For National Novel Writing Month (NaNoWriMo) this November, we are celebrating the stories of alumni who have become published novelists. Melissa Knight decided to become a youth worker following her own experiences growing up in Greenwich. Concerned about the narratives around marginalised young people following the 2011 London Riots, Melissa was inspired to write her first novel, Since the Riots.
A difficult start
I grew up attending a state school where the prevailing pupil culture was to treat school as a laugh. Between that and growing up in a single parent family where money was tight, I was going off the rails. I truanted school, I smoked, I drank.
In the end, the school gave me an ultimatum: run for election in a new initiative where each student represents their school in Greenwich Borough Council - or face being expelled. I ran and became the first elected member of the first-ever Greenwich Young People’s Council.
So, that was the start of my journey into youth and community work. We went to Ghana with the Queen’s visit when I was 16, and I met so many young Ghanaian people desperate to go to school. At first, I thought they were joking, but then something clicked, and I returned a new person. I studied in the Head’s office every day, my grades improved, and then I passed my A-levels and got a university offer. Going to university is a normal state of affairs for many people, but it was life-changing for me.
A career in social work
Once at university, I decided I wanted to work with teenagers at risk of school exclusion. I used solution-focused thinking to bring out their best qualities, build their own confidence, and help them see the value of self-investment. By 2011, the time of the London riots, I’d attended both Goldsmiths and LSE, and my knowledge had been solidified by thinkers such as Henry Bordeaux, Paul Willis, and lecturers like Tim Newburn and John Hills. Poverty narrows life chances. Poverty is policy. What I learned from my MSc in Social Policy from LSE now threads through everything I write.
By this time, I had also been a youth worker in Lewisham for eight years. I got to know the lives of so many struggling teenagers. Some found their parents dead from suicide or drugs. Others had parents in prison. Some were being sexually abused. Many teens were simply experiencing life being poor. Life can be so hard when you don’t have enough money.
I’ve seen some real differences in my career. One early evening on a packed train a young man recognised me and when I asked him how he was, he told me that he became a youth worker because of me and that I had changed his life. It was intense - the people on the train were in awe! As soon as I got off, I burst into tears. You hear the saying, even if you just help one, it’s worth it.
Deciding to write
When the 2011 London Riots hit, the political response from the government was to use water tanks and rubber bullets, and the response from some of the public was to lock the kids up. This was at such odds with what I believed was needed. I wanted to write a story that showed the individual's agency and the wider local and national frameworks wrapped around youth at the time.
My novel, Since the Riots, is not only about how economics and politics impact the lives of these young people, it’s also about the environment of Issy, my main protagonist.
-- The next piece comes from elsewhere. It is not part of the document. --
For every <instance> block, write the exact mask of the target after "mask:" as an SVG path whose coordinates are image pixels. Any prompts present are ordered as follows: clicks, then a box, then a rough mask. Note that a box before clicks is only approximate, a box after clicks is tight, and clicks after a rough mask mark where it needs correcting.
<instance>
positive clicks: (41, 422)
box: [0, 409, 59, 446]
My own school life was a bottomless cocktail of gossip, pirate radio, school fights, crushes, boys going to prison and sex. So, I created the character of Issy who lives on a council estate with friends and a boyfriend who smoke weed, sell drugs, and make music with lyrical battles which spill into postcode violence.
However, my novel is also the story of posh Emily and how the pain of “rich kids” isn’t validated because society still sees wealth as a problem-free existence silencing the emotional experiences of many young people. Being young is a messy obstacle course, which sometimes felt like playing a game of snakes and ladders.
Inspiring change
I hope my book creates a better understanding for young people. Youth is such a short window, and we should do more to celebrate it. I love the Jewish tradition of the Bat Mitzvah, which celebrates the start of youth. I think the UK could do more to celebrate that fragile and precious time of coming of age. I hope my book helps the reader appreciate the teenagers in their own lives.
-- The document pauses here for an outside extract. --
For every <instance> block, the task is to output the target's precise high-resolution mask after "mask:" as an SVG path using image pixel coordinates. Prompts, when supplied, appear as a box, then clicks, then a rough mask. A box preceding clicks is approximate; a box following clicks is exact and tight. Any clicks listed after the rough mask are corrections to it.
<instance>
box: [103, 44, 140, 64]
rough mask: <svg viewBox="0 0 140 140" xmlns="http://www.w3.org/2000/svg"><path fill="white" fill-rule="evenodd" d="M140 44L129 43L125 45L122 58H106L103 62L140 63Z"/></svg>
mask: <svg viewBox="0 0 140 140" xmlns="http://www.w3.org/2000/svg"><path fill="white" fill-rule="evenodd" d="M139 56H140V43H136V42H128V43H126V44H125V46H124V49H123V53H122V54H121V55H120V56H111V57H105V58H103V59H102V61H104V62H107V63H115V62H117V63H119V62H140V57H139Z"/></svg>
I also hope people feel something. One of the things I’m most proud of is the response from members of the Black community about my book. I’ve had messages, especially from Black women, with thanks for writing the narrative of crime involving Black males with nuance and care. It was thanks to London’s Black Lives Matter group that I had over 500 copies ordered the day they posted my book on their Facebook page.
Plans for the future
I‘m about a third of the way into my current project, an interclass love story between a northern lass from Doncaster and a multimillionaire boy - a fellow writer coined it: “Jane Austen for the generation of Love Island.”
I self-published Since the Riots as I wanted my own book cover. I would still love to make my own covers, but more than that, I’d love an agent and team who get me and my books. I will always want to write entertaining, engaging and moving fiction.
Advice for alumni
A free, easy and fun way to get writing is to join or start a writer’s group. I also recommend online writing courses for anyone with a busy work or home life but who also wants good quality information and support from people who know the business side.
If you want to write, but not necessarily for publication, just put a block in your calendar and treat writing as a commitment like anything else. Writing is such an art form; it’s beautiful, clever, it’s giving. If you enjoy it, you have to do it. The niggling feeling that something is in you won’t leave until you put pen to paper. So, muster enough confidence to believe what you want to write matters. Then open your laptop and write these two words: “Chapter One”!